I've been doing some research of some of the German Shepard breeders in my area(Great Falls, VA) and found one that's about an hour from me. I was wondering if anyone has heard of VON HAUS HANS GERMAN SHEPHERDS.

Thanks.


----------



## DinoBlue (Apr 11, 2007)

Sending you a pm.


----------



## MaggieRoseLee (Aug 17, 2001)

What's your background and experience with raising dogs in general and GSD's in specific.

What 'flavor' of GSD are you thinking of?

You seen this site yet? http://www.germanshepherds.com/forum/choosing-breeder/137533-things-look-responsible-breeder.html


----------



## JasonD (Jul 4, 2010)

This will be my first dog so the first thing I'm looking for is an even temperament and good health. I'm very active and live right next to a park so the dog will get plenty of exercise.

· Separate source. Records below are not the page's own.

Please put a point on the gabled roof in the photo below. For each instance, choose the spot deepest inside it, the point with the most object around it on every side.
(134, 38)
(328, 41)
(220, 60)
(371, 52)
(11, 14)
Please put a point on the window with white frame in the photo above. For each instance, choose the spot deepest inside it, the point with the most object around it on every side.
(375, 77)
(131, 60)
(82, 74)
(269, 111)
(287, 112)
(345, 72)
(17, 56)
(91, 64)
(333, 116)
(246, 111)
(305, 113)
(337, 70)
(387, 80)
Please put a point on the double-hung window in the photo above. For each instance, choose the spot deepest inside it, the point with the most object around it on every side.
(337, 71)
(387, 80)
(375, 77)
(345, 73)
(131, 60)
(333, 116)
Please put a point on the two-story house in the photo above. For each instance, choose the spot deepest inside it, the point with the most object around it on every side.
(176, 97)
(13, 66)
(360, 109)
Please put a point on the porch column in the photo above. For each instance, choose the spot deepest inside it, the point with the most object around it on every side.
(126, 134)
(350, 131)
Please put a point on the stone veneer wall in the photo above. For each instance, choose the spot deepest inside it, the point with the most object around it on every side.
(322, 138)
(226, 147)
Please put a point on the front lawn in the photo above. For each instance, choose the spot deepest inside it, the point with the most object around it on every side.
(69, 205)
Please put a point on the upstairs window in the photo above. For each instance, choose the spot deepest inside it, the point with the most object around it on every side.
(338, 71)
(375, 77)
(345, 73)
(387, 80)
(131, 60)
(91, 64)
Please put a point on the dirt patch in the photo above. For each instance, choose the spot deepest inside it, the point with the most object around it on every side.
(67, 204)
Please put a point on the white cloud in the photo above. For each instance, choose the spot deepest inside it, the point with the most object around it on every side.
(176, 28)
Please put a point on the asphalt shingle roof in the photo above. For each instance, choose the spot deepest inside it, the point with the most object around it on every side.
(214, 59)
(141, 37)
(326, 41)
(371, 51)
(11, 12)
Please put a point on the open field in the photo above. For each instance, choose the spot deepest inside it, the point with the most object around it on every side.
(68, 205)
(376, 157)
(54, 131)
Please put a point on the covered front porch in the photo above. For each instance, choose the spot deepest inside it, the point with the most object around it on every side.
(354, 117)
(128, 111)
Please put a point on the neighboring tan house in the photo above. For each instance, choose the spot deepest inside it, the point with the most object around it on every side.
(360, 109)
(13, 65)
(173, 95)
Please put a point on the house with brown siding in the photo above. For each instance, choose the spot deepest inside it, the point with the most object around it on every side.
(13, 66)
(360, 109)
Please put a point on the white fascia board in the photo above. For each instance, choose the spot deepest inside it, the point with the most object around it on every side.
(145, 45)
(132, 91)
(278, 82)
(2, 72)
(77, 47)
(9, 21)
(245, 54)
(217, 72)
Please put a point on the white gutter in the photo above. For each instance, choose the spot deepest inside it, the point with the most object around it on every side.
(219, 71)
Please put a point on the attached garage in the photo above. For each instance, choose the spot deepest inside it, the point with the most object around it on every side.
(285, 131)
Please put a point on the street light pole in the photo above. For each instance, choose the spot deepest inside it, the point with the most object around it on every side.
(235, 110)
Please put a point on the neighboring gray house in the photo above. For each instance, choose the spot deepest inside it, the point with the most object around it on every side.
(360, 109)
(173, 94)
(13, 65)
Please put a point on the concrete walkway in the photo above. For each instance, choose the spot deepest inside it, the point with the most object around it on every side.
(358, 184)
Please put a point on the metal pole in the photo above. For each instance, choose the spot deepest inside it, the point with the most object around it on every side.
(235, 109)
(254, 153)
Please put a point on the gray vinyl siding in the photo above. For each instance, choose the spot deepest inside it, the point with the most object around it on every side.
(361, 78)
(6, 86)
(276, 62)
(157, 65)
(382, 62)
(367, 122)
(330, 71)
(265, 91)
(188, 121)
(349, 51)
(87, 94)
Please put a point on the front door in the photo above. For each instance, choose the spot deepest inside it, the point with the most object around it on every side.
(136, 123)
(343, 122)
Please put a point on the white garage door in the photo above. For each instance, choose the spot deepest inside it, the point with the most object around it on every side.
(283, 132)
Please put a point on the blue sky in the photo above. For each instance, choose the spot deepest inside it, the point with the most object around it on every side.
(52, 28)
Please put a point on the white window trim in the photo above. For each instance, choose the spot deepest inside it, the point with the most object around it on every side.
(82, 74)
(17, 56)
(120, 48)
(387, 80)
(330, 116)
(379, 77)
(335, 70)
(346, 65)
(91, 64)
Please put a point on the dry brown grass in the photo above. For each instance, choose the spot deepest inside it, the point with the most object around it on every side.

I prefer the look of West German highlines type with the plush coat, although I'm only looking for a family pet and not for show or breeding.

Thanks.


----------



## holland (Jan 11, 2009)

What about a rescue


----------



## JasonD (Jul 4, 2010)

I'm not opposed to getting a rescued dog but my family really wants to raise a puppy.


----------



## Chris Wild (Dec 14, 2001)

You can often find puppies in rescues. Win/win.


----------



## JasonD (Jul 4, 2010)

I'm worried about the health and behavior of a rescued dog since I am unable to confirm the pedigree.


----------



## Eva von Selah (May 7, 2010)

Selah Shepherds in WV; czech and german purebred, large, level top lines, longcoat (not thin, full double-coat), all colors, hip/health guarantee, AKC. These are pets, great with children and other dogs. I have a two-year old female black and red that is just perfect. Highly recommend, you can contact me privately if you'd like more information.


----------



## Andy-jr. (Mar 1, 2010)

You can try these guys. They are in WV right outside Harpers Ferry. 

German Shepherd, Dog Training, Grooming, Boarding, Breeding and Sales - Our Puppies

*R3CONWARR1OR* just got a puppy from them this past weekend. Here is his thread

http://www.germanshepherds.com/forum/pictures-pictures-pictures/138478-introducing-phoebe.html


----------



## R3C0NWARR10R (Mar 26, 2010)

Hey Andy!

If you are looking for good German line pups the breeder I used is really great. I played with the litter for a bit Saturday and they all have a fantasic temperment. There are some good potential working dogs. The pups were very social and have great nerves. 

I would recomend them to anyone.


----------



## Jessiewessie99 (Mar 6, 2009)

You can go to Breed specific rescues. There are GSD rescues.


----------